The utility’s plans are further complicated by the fact that it has suspended its request for proposals for new energy projects because it is coping with the financial impact of billion-dollar wildfire claims. In a world where electrical demand is growing fast and expected to grow even faster, acquiring new resources has become essential.
SB224 also creates a self-insurance fund in which Utah customers will contribute to a Rocky Mountain account that can be used for wildfire payouts in the state. That is expected to improve the company’s bottom line.
Eskelsen said the status of the request for proposals for new energy projects also will be addressed in the April 1 update.
Will Rocky Mountain customers’ monthly bills go up?
Once the PSC has signed off on the Utah Fire Fund (likely later this year), as the self-insurance account is known, Rocky Mountain will start collecting a fire fund surcharge from its Utah customers. For the average residential customer, that is expected to be no higher than $3.70 a month.

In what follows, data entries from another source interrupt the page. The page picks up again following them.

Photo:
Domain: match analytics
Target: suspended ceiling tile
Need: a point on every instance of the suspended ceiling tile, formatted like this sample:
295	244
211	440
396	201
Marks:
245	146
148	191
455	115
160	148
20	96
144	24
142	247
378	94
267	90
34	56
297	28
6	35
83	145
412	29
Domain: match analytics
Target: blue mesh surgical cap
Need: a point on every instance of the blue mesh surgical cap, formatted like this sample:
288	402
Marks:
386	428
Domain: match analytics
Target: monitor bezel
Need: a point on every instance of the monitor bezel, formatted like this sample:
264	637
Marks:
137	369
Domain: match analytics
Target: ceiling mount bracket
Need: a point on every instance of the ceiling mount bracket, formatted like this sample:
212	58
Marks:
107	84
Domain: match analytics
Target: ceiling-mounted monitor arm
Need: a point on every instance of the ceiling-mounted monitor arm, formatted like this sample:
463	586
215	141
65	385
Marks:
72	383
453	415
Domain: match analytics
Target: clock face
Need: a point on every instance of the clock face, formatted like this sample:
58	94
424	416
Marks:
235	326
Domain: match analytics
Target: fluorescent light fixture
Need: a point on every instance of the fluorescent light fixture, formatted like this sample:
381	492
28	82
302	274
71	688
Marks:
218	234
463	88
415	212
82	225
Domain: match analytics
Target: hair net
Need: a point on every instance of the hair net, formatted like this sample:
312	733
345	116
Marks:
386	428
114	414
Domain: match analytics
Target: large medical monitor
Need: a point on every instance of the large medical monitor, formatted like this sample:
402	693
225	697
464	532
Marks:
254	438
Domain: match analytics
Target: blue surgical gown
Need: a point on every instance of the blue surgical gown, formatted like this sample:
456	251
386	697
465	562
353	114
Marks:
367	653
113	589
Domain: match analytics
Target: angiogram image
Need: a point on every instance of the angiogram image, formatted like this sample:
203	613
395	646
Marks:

Legislators were warned by ratepayer advocates that favoring the coal plants would likely lead to higher costs for Utahns, but it could be years before the true impact of that is known. The first effects could come when Rocky Mountain asks the PSC to have Utah customers cover maintenance or upgrade costs at the plants, including environmental improvements that the company had earlier tried to avoid.
What changed for the plant in Millard County?

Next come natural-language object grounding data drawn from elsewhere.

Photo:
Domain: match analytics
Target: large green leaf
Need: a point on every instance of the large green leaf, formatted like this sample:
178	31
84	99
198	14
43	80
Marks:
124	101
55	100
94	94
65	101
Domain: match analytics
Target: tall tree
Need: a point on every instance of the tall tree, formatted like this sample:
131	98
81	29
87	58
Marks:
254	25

The Intermountain Power Authority, which has operated the coal-fired Intermountain Power Plant for 40 years, plans to shut down the facility next summer and switch to a gas-powered plant called IPP Renewed that will run on natural gas and hydrogen. The Legislature embraced SB161 with the intent of keeping the coal plant running after the gas plant starts up.
SB161 requires the power authority, which is run by 23 Utah cities, to file with the Utah Division of Air Quality for a new permit that would allow the gas plant and half the coal plant to continue operating.

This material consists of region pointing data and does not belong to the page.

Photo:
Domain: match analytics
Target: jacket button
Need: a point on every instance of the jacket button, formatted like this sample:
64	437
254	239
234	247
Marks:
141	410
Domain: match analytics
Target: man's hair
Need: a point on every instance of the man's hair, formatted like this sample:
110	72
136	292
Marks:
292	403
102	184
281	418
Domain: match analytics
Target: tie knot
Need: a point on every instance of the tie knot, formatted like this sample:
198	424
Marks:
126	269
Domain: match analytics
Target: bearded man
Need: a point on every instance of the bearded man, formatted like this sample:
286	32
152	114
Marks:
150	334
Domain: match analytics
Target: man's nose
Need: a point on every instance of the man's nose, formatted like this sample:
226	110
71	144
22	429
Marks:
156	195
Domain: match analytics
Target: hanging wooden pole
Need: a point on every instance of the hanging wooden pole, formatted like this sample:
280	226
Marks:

Can the power authority update its air quality permit?
A consultant hired by the state said it is theoretically possible to update the permit without endangering the new gas plant, and legislators have said they don’t want to stop IPP Renewed.
But the state already has submitted its statewide plan for controlling ozone to the U.S. Environmental Protection Agency, which is analyzing the plan and has yet to approve it. That plan was contingent on closing IPP’s coal plant to meet federal air standards, so updating it to add back half the coal plant could make it harder to win EPA approval.
If the coal plant does continue, who will use the power?
No buyers have emerged so far. The major transmission line coming out of the plant goes to California, which has forbidden coal power after 2025. So any buyer of the power would have to either build new transmission lines to transport the power or locate the power near the plant in Delta.
That has brought speculation that a data center could locate there and use the power, but, generally speaking, technology companies that operate data centers have clean energy mandates and are not interested in a coal-fired center.
The consultant advised that a buyer of the coal power should be found before committing to continuing the plant, so legislators hope that a buyer can be found over the next year before it closes. But they will have to move ahead with updating the air quality permit before then.
What if the power authority doesn’t apply for the new air quality permit?
According to SB161, that filing must happen by June 30. If it doesn’t, the Legislature can assert its authority under the bill and take over the power authority. But it also is possible that the power authority could challenge the law in court.
“As approved, the bill imposes an expensive unfunded mandate on the 23 cities that own IPP to pursue a permitting process that will not benefit them,” said power authority spokesperson John Ward. “And the permitting process it imposes will likely trigger disputes with federal environmental regulators that will not only affect IPA but could harm other major emitters throughout the state.”
Correction: The photo caption with this story incorrectly identified the power plant. it is the Hunter Power Plant.